At the same time, he said in his post that there are both “rich opportunities for entrepreneurship as well as further AI research”:
I will continue my work to shepherd in this important societal change. In addition to transforming large companies to use AI, there are also rich opportunities for entrepreneurship as well as further AI research. I want all of us to have self-driving cars; conversational computers that we can talk to naturally; and healthcare robots that understand what ails us. The industrial revolution freed humanity from much repetitive physical drudgery; I now want AI to free humanity from repetitive mental drudgery, such as driving in traffic. This work cannot be done by any single company — it will be done by the global AI community of researchers and engineers. My Machine Learning MOOC on Coursera helped many people enter AI. In addition to working on AI myself, I will also explore new ways to support all of you in the global AI community, so that we can all work together to bring this AI-powered society to fruition.
Baidu said it will consolidate various research groups under a new leader, Haifeng Wang. In a statement, the company said those groups include the natural language processing, knowledge graph and big data groups and the Institute of Deep Learning, which will form an AI Group. Wang will report to Baidu Chief Operating Officer Qi Lu, which Ng hired after he left Microsoft Corp. last year.

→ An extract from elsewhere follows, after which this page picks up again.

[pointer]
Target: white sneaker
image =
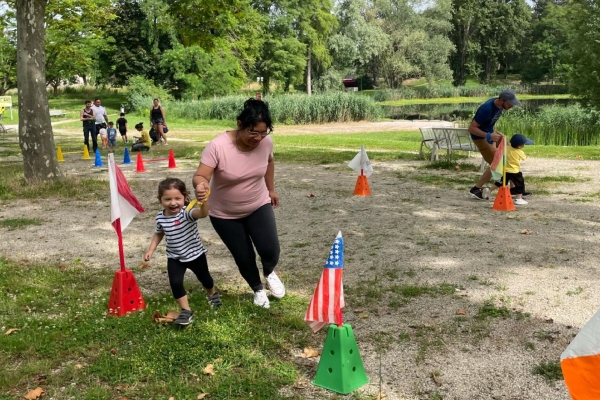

In addition, Ng said, Yuanqing Lin, who had been director of Baidu’s Institute of Deep Learning in Beijing, one of Baidu’s three research labs, on March 8 was named head of Baidu Research overall. Lin, Ng wrote in the Medium post, is “a brilliant technology and business leader, who is creating both great AI technologies and great business results.” Ng led more than 1,300 researchers, engineers and support staff, including Baidu Research in China and a Silicon Valley AI research lab.
Still, Ng’s departure is a blow for Baidu, not least because he helped hire many other AI experts into the company, such as Adam Coates, Jing Kun, Li Ping, Xu Wei and Zhu Kaihua. He helped put Baidu on the international map as a leader in AI and deep learning. He will leave at the end of April.
Ng was also a leading researcher at Stanford University, heading its Artificial Intelligence Lab. In addition, he co-founded the online education startup Coursera Inc. with Daphne Koller.